これからの音楽チャートについて
気になるニュースがあったので、久々マジ音楽エントリー。
▼配信シングル急成長、格付け異変
http://www.asahi.com/digital/mobile/TKY200803080076.html
昨年のヒット曲といえば「千の風になって」を思い浮かべる人が多いはず。事実シングルCDでは唯一のミリオンセラー。でも、もう一つのミリオンシングルがあったのをご存じか。携帯電話向けに音楽配信された新人バンドGReeeeNの「愛唄(あいうた)」だ。シングル曲の流通手段として配信が急成長するなか、時代の「ヒット曲」がますますわからなくなっている。
オリコンチャートは今のアーティストの実勢をランキングすることがでいているか?答えはやっぱりNOだと思う。

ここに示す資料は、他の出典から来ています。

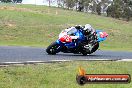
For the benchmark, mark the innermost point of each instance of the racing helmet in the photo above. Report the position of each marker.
(87, 29)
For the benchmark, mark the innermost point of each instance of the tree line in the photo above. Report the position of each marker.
(119, 9)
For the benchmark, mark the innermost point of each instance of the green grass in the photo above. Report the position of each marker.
(30, 25)
(60, 75)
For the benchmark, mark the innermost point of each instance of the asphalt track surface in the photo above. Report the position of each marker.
(22, 54)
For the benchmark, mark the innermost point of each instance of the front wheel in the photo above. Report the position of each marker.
(52, 48)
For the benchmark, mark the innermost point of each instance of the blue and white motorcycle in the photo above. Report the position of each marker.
(81, 45)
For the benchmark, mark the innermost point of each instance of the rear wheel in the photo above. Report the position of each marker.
(52, 48)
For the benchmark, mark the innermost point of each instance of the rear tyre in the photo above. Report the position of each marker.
(52, 48)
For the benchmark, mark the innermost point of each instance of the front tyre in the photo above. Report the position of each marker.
(52, 48)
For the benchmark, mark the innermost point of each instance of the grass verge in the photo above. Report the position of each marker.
(60, 75)
(31, 25)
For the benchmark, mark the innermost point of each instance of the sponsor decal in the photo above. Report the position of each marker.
(83, 78)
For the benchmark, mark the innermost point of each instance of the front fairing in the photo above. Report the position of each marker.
(98, 36)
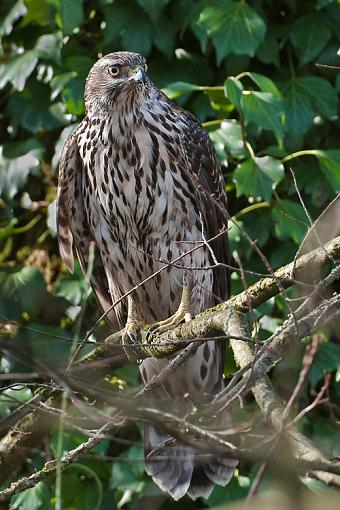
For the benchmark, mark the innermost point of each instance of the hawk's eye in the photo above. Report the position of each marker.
(113, 71)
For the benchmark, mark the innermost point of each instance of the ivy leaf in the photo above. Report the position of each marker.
(268, 51)
(290, 220)
(21, 290)
(81, 488)
(59, 81)
(74, 95)
(153, 7)
(14, 173)
(31, 109)
(310, 35)
(72, 15)
(330, 165)
(322, 95)
(303, 96)
(176, 89)
(258, 177)
(234, 27)
(18, 69)
(117, 17)
(48, 46)
(164, 35)
(6, 24)
(71, 287)
(265, 84)
(233, 89)
(264, 109)
(228, 139)
(138, 37)
(298, 108)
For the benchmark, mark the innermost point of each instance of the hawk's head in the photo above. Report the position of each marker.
(112, 76)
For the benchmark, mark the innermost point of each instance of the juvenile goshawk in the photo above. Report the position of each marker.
(140, 178)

話はいきなり飛ぶが、音楽業界は、長らく流行とハードとオリコンチャートに左右されて言っても過言ではない。
流行
この点が不明確だからこそレコード会社もマネジメントも苦労していて、レコード業界が水物であることを意味している。
ハード
レコードプレイヤーの時代はレコード、CDプレイヤーができてから久しくCDが音楽を消費者へ伝える媒体=ソフトとして機能。
オリコンチャート
オリコン調査協力店の集計結果を元に逆算し、全国の推定枚数を「オリコンポイント」として発表。
このオリコンチャート、もし1位になろうものなら、何億もの宣伝効果があると某代理店が算出した、という話を聞いたことがある。

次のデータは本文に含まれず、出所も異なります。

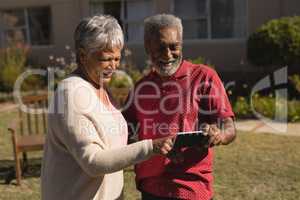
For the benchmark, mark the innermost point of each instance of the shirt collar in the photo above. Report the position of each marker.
(181, 72)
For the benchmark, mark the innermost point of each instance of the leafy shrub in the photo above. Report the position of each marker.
(12, 64)
(201, 60)
(276, 43)
(266, 106)
(295, 79)
(242, 108)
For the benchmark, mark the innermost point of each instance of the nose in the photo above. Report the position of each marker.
(114, 64)
(167, 54)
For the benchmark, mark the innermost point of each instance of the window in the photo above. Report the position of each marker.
(214, 19)
(29, 25)
(130, 15)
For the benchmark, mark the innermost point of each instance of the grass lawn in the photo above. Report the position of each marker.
(255, 166)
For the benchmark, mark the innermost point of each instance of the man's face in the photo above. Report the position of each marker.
(165, 51)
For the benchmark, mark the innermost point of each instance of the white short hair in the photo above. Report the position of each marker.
(99, 32)
(154, 23)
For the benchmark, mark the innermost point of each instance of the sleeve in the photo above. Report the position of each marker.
(215, 102)
(129, 114)
(79, 136)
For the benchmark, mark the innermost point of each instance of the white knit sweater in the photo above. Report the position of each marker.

(オリコンチャートを元にランキングとして発表しているTV媒体、WEB、新聞などは数えきれない。)
オリコンチャートがあって、その背景には数億円規模の宣伝効果があるからこそ、誰もがオリコンチャートの上位を狙う。
だからオリコンチャートはありがたいものでもあり、アーティスト周りのスタッフにとって、いつも頭痛の種。
今回、オリコンの小池社長は以下のように語っている。
「本当に好きなアーティストの音は手元に形として持っておきたいもの。シングルヒットはアルバム購入の道筋をつけ、ひいてはアーティストへの忠誠度を高める役目を果たしてきた。配信はまだ宣伝道具の域を出ていないのではないか」
「素晴らしくてコストパフォーマンスが良いものに所有欲が芽生える。その所有欲こそランキングの指標となり得る。」というこの考えは真理を一部ついているものの、これからの音楽業界の発展を考えるのなら、次のフェーズを考えるべきだと思う。
僕が言いたいのは、CDと配信を合算したチャートを作って欲しいということではなく、CDだけが本当にそのアーティストや楽曲の価値を決めるものなのか、という点。

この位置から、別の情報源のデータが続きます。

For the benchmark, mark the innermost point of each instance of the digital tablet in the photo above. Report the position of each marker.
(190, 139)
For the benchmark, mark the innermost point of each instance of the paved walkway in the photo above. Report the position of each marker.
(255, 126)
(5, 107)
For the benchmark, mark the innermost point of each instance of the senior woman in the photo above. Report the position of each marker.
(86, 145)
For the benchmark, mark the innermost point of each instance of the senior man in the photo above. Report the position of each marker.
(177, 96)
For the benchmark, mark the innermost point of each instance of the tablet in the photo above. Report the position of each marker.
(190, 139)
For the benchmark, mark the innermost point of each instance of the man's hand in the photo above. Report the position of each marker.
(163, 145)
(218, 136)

消費者の音楽消費の方法は変化している。この点は、津田さんも言っている通り、危惧すべき状況になりつつあるのかもしれない。
「80年代まで所有するものだった音楽は、90年代以降、消費財の一面を強めていった。配信でそんな音楽の聴き捨て文化が加速している気がする。時代のヒットとはランキングといったデータではなく、むしろ音楽体験の記憶から語り継がれていくものではないか」
配信が作った功績(インタラクティブ性、サブスクリプション課金の一般化など)もあれば、津田さんが指摘されているマイナスの面もある。でもそんな“音楽の浪費”スタイルが一般化されているのなら、そのスタイルに合わせたコンテンツ提供の方法を探るべき。
▼この辺りは以前このエントリーで詳しく書いてみました。
http://d.hatena.ne.jp/msml/20080103/1199381941
話は戻って、ではこれからのチャートはどうあるべきか?どういう指標でアーティストや楽曲の価値を表現するべきか?
というところかと。
オリコンチャートが本当に日本の音楽ビジネスを考える、公平な第三者機関なら、ユーザーが音楽を楽しむ近未来のスタイルを考えて、チャートを作るべき。